Maurice Roelants ging al op 14-jarige leeftijd uit werken als kantoorklerk, maar kwam toch op de Gentse Rijksnormaalschool terecht, waar hij vriendschap sloot met Raymond Herreman en Karel Leroux. Met hen en met Richard Minne stichtte hij 't Fonteintje (1921-1924), een spraakmakend traditionalistisch literair tijdschrift dat een tegengewicht wilde zijn tegen het humanitair-expressionisme rond het tijdschrift Ruimte. Roelants werkte maar korte tijd als onderwijzer, kwam op het door literatoren bevolkte ministerie van Justitie in Brussel terecht, waar hij echter begin 1923 ontslag nam om voltijds journalist te worden. Hij werkte eerst als Belgisch correspondent van De Telegraaf, en na de Tweede Wereldoorlog als redacteur van Elseviers Weekblad, hoofdredacteur van De Nieuwe Standaard en van het katholieke weekblad De Spectator. In de periode 1953-1954 was hij letterkundig adviseur van de minister van Openbaar Onderwijs, en van 1954 tot het einde van zijn loopbaan in 1963 conservator van het kasteel van Gaasbeek. Roelants was bedrijvig als romancier, dichter en essayist. Hij was betrokken bij tal van initiatieven en tijdschriften: na 't Fonteintje, was hij redactiesecretaris
Maurice Roelants aan het Gardameer [AMVC-Letterenhuis]
van de halfmaandelijkse culturele kroniek
Vandaag (1929-1930), vervolgens Vlaams redacteur van
Forum en medestichter en redacteur van het
Nieuw Vlaams Tijdschrift.
Als organisator en cultuuranimator valt Roelants' bedrijvigheid bezwaarlijk naar waarde te schatten. Voor de Vlaamse culturele aanwezigheid in Brussel is hij van grote waarde. In 1916 stichtte hij in de hoofdstad de eerste literaire boekhandel, De Nieuwe Boekhandel, en gaf er in de Beiaardserie werk uit van Vlaamse schrijvers. In de Vereniging van Vlaamse Letterkundigen was het Roelants die de aanzet gaf tot de organisatie van een jaarlijkse boekenbeurs.

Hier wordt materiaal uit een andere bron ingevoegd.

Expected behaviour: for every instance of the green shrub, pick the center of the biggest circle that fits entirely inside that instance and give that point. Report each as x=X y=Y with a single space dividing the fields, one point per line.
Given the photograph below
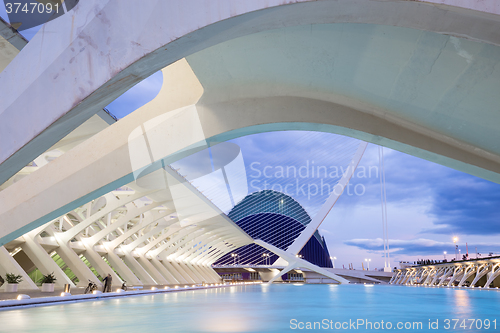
x=12 y=278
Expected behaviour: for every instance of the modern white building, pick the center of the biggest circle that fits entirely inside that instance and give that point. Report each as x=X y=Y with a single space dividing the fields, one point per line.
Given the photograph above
x=421 y=77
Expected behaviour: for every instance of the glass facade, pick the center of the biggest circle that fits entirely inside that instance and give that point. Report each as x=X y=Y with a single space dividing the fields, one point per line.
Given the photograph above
x=276 y=219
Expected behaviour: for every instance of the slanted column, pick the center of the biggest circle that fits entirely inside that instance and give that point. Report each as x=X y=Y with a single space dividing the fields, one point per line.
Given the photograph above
x=164 y=271
x=151 y=269
x=430 y=276
x=495 y=271
x=173 y=270
x=445 y=275
x=471 y=269
x=137 y=269
x=100 y=265
x=482 y=271
x=9 y=265
x=395 y=276
x=122 y=269
x=74 y=262
x=42 y=260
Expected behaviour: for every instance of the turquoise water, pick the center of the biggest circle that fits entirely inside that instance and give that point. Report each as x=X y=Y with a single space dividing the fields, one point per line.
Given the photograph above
x=258 y=308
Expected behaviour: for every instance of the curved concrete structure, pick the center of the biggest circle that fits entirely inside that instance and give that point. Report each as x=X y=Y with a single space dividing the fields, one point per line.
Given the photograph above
x=108 y=64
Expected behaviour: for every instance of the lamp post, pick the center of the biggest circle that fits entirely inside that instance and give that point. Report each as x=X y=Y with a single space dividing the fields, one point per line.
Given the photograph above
x=333 y=261
x=455 y=240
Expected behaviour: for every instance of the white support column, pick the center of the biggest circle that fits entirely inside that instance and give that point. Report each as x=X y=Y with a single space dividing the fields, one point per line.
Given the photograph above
x=430 y=276
x=9 y=265
x=164 y=271
x=37 y=254
x=458 y=271
x=152 y=271
x=122 y=269
x=100 y=265
x=174 y=271
x=138 y=270
x=471 y=269
x=495 y=271
x=481 y=271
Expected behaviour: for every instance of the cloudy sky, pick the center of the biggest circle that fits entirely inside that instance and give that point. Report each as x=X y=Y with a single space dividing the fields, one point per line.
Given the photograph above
x=427 y=204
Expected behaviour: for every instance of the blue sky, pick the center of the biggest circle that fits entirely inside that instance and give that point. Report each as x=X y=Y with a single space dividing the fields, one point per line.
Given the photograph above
x=428 y=204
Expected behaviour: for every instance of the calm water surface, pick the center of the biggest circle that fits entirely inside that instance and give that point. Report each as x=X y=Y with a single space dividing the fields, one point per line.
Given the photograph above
x=259 y=308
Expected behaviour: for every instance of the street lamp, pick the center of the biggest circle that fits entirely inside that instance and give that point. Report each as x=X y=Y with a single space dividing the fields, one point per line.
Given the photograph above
x=455 y=240
x=265 y=256
x=333 y=261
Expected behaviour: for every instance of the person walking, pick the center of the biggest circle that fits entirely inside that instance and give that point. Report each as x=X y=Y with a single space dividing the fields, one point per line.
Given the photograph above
x=107 y=284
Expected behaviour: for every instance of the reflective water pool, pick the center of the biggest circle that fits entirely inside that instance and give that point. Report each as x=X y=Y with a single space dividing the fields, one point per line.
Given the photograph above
x=275 y=308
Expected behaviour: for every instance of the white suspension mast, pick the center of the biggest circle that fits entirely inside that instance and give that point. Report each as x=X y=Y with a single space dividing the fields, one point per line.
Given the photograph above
x=383 y=202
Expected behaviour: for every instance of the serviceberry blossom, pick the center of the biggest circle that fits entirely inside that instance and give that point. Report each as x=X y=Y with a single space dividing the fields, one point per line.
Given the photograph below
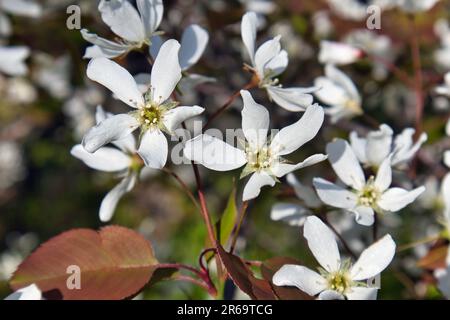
x=135 y=28
x=263 y=159
x=338 y=279
x=372 y=150
x=295 y=214
x=365 y=197
x=339 y=92
x=155 y=112
x=121 y=159
x=24 y=8
x=12 y=60
x=267 y=62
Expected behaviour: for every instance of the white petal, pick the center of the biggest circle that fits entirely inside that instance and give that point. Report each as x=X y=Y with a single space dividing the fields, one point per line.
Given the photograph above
x=395 y=199
x=361 y=293
x=110 y=201
x=166 y=71
x=123 y=19
x=291 y=99
x=151 y=14
x=384 y=175
x=255 y=121
x=248 y=32
x=104 y=159
x=301 y=277
x=174 y=117
x=31 y=292
x=364 y=216
x=374 y=259
x=334 y=195
x=117 y=79
x=114 y=128
x=281 y=169
x=265 y=53
x=292 y=137
x=102 y=47
x=213 y=153
x=193 y=44
x=290 y=213
x=154 y=149
x=345 y=164
x=322 y=243
x=253 y=186
x=330 y=295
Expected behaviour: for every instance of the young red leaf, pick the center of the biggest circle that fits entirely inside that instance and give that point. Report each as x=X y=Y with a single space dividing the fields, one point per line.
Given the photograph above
x=114 y=263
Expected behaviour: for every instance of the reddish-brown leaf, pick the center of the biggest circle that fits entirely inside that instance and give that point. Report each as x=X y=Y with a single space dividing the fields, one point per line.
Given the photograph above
x=115 y=263
x=242 y=276
x=271 y=266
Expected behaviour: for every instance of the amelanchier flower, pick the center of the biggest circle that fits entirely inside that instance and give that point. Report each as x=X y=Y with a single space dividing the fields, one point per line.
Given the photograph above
x=267 y=62
x=338 y=53
x=263 y=159
x=24 y=8
x=366 y=196
x=12 y=60
x=340 y=93
x=31 y=292
x=295 y=214
x=135 y=29
x=123 y=160
x=154 y=113
x=338 y=278
x=372 y=150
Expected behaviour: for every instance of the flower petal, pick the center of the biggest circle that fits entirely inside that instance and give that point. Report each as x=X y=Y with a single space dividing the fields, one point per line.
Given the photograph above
x=395 y=199
x=114 y=128
x=166 y=71
x=291 y=99
x=154 y=149
x=174 y=117
x=117 y=79
x=345 y=164
x=193 y=44
x=151 y=14
x=322 y=243
x=123 y=19
x=301 y=277
x=253 y=186
x=334 y=195
x=213 y=153
x=292 y=137
x=255 y=121
x=248 y=32
x=109 y=203
x=374 y=259
x=104 y=159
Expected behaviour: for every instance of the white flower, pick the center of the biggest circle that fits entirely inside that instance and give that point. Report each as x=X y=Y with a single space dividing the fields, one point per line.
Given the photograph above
x=378 y=145
x=365 y=196
x=122 y=160
x=25 y=8
x=338 y=53
x=12 y=60
x=338 y=279
x=155 y=111
x=292 y=213
x=31 y=292
x=134 y=28
x=414 y=6
x=267 y=62
x=445 y=88
x=339 y=92
x=263 y=159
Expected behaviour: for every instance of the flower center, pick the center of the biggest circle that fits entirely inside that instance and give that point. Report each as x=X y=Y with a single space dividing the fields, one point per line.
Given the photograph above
x=369 y=195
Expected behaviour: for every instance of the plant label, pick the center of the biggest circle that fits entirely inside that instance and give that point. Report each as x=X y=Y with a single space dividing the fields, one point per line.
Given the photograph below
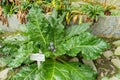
x=37 y=57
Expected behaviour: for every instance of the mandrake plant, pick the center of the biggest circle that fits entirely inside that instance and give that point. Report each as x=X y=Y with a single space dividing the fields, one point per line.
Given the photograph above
x=48 y=34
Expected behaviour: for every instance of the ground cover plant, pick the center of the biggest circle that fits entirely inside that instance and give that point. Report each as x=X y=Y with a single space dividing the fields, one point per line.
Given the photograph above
x=49 y=35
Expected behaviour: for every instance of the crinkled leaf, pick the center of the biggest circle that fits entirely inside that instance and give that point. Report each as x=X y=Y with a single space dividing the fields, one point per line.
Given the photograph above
x=26 y=73
x=23 y=53
x=77 y=29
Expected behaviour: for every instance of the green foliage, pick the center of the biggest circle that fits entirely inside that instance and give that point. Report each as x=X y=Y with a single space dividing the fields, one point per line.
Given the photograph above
x=92 y=10
x=48 y=34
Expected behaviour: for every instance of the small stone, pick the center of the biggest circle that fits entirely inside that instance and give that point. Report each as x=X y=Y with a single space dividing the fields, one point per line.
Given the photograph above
x=114 y=78
x=75 y=59
x=108 y=54
x=116 y=43
x=116 y=62
x=117 y=51
x=90 y=63
x=3 y=74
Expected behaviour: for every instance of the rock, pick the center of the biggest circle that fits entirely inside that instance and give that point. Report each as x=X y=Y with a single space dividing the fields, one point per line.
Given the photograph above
x=116 y=43
x=3 y=74
x=107 y=26
x=75 y=59
x=117 y=51
x=90 y=63
x=114 y=78
x=116 y=62
x=13 y=24
x=108 y=54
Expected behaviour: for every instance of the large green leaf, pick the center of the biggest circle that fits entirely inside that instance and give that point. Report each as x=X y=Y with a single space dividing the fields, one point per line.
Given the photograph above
x=26 y=73
x=77 y=29
x=23 y=53
x=54 y=70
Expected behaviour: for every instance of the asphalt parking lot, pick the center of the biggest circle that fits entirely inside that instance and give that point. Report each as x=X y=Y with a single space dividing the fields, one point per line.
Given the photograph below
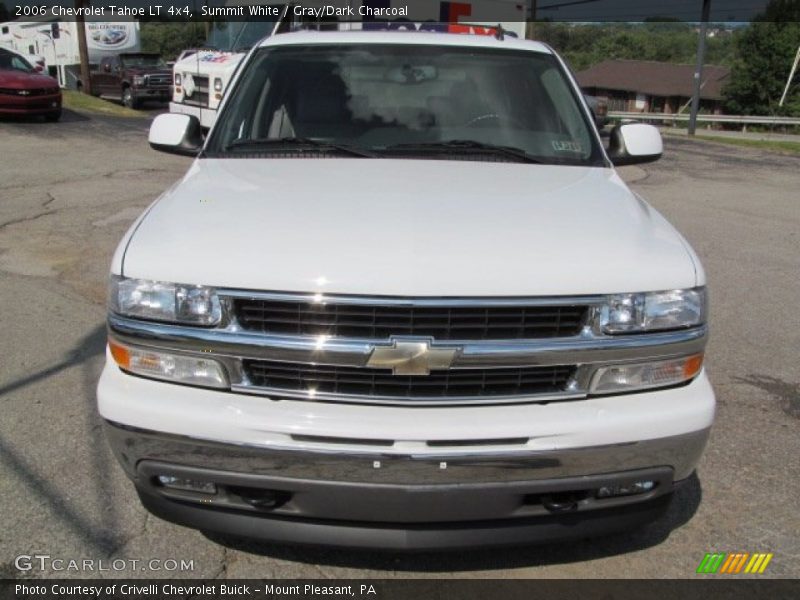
x=69 y=190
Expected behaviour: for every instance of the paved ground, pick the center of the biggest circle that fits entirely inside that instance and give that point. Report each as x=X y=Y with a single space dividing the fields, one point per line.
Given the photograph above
x=69 y=190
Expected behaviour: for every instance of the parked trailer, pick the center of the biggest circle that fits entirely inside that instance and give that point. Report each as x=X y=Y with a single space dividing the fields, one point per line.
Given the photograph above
x=57 y=42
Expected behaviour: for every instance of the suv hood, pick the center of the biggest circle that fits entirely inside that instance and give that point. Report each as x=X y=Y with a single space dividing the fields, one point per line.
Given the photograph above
x=406 y=228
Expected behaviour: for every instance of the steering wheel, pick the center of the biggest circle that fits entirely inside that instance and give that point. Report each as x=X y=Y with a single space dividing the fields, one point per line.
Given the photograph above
x=494 y=117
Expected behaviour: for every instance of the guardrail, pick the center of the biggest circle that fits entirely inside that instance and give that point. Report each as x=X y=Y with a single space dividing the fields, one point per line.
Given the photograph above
x=740 y=119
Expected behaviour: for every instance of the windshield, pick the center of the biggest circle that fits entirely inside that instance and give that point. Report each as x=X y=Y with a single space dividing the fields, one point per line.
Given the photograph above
x=13 y=62
x=408 y=100
x=238 y=36
x=142 y=60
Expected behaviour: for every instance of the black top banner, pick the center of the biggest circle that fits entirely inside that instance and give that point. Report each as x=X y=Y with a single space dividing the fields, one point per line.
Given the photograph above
x=501 y=11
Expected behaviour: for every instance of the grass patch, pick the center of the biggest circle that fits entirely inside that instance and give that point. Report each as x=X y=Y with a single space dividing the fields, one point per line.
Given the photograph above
x=83 y=102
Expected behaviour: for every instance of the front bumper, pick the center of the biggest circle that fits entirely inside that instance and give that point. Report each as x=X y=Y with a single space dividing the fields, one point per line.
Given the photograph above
x=403 y=501
x=403 y=477
x=146 y=93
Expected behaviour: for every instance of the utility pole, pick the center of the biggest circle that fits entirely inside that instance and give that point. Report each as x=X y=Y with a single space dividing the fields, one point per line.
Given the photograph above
x=80 y=25
x=698 y=72
x=791 y=76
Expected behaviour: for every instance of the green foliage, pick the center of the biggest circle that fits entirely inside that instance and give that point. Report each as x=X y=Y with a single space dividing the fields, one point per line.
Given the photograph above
x=170 y=38
x=586 y=44
x=765 y=52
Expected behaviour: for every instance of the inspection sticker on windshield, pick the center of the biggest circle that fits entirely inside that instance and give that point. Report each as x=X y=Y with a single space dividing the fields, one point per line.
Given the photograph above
x=567 y=146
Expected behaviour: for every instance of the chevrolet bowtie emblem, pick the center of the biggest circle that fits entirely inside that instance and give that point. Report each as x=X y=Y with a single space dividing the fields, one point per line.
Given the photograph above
x=411 y=357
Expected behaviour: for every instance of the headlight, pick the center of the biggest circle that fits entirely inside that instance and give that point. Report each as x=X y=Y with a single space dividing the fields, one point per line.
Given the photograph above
x=642 y=376
x=653 y=311
x=190 y=370
x=158 y=301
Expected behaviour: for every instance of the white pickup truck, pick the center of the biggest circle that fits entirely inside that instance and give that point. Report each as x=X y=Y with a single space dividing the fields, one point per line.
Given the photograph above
x=402 y=299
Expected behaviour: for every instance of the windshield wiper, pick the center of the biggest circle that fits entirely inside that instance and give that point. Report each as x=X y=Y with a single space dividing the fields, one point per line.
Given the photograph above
x=471 y=146
x=297 y=144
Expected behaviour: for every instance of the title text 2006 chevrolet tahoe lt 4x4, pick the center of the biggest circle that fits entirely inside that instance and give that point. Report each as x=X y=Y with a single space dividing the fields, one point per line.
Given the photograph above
x=402 y=299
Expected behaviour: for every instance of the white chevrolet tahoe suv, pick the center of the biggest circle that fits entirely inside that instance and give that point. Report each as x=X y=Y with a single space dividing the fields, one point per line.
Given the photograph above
x=402 y=299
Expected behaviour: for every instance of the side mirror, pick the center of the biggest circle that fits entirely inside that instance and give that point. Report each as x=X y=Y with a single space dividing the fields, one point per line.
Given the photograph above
x=634 y=143
x=176 y=134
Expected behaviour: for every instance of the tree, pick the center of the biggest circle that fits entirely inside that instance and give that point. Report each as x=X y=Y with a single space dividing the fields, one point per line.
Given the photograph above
x=765 y=51
x=170 y=38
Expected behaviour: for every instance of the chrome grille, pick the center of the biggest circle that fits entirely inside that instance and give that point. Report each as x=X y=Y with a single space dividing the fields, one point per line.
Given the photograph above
x=377 y=321
x=313 y=380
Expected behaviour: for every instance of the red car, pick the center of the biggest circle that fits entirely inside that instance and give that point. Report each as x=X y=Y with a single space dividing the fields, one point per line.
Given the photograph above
x=24 y=91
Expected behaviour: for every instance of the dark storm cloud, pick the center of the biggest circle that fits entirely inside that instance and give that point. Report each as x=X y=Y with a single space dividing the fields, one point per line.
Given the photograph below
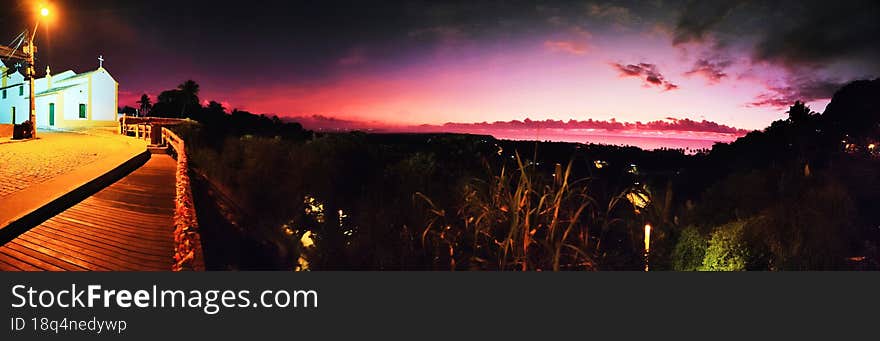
x=822 y=32
x=788 y=33
x=700 y=17
x=712 y=70
x=804 y=90
x=645 y=71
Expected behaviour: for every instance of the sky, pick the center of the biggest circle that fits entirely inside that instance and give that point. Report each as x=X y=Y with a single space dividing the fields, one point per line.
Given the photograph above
x=736 y=63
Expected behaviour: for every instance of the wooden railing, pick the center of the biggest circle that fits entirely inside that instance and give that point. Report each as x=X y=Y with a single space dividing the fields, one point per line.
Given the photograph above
x=142 y=127
x=188 y=254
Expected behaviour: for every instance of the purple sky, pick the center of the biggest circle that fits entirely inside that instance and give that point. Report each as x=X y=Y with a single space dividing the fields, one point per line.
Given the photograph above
x=737 y=63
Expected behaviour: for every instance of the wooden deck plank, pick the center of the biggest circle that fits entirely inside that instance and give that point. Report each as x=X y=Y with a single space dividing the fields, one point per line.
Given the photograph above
x=126 y=226
x=110 y=249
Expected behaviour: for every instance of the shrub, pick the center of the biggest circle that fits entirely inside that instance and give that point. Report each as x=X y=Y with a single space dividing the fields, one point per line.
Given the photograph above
x=727 y=249
x=689 y=250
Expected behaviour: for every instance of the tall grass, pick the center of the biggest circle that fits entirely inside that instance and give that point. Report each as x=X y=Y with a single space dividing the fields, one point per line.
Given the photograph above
x=520 y=220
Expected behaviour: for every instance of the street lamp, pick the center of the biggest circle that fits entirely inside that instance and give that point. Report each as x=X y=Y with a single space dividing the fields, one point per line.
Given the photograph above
x=647 y=244
x=31 y=50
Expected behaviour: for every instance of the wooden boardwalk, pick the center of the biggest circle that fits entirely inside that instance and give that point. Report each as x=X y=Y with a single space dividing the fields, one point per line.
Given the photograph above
x=125 y=226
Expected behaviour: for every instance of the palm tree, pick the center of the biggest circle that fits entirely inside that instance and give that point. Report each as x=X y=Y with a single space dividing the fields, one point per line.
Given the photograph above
x=146 y=105
x=189 y=90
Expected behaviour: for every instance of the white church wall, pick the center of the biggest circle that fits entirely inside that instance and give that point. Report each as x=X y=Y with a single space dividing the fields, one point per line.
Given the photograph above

Hij volgde August Vermeylen op als voorzitter van de WL en nam in 1942 diens beheersfunctie over in het Paleis voor Schone Kunsten.
Maar het was vooral als prozaïst dat Roelants naam zou maken. Basismotief in zijn werk is steeds: het menselijke zoeken naar geluk. Al in 1927 werd hij voor zijn roman Komen en gaan met de Staatsprijs voor literair proza bekroond. Het werk luidde de vernieuwing van de Vlaamse romankunst in. Zijn introspectieve tocht herinnert aan de Franse ‘roman d'analyse’ en zoekt een evenwicht tussen droom en werkelijkheid, een thema dat de schrijver in later werk zal aanhouden. Het verhaal De jazzspeler (1928) zet die lijn voort, en Het leven dat wij droomden (1931), later eigenzinnig ‘verfilmd’ door Robbe de Hert, toont de psychologische ontwikkelingsgang van Maria Danneels, een studente die balanceert op de mentale erfenis van haar vader en haar eigen, wat onvoorspelbare gevoelsleven.
In dit themanummer wordt voorts dieper ingegaan op Roelants' rol als conservator van het kasteel van Gaasbeek, op zijn vriendschap en samenwerking met de schilder Edgard Tytgat, op zijn modernistische woning in Sint-Martens-Lennik, op de bijzondere band met zijn zwager Karel van de Woestijne en op zijn rol als cultuurpromotor. Een rijkgevuld, veelzijdig en geschakeerd leven. Maurice Roelants dus, als een sleutel op interartistieke, kunsthistorische, cultuurpolitieke en uiteraard literaire thema's.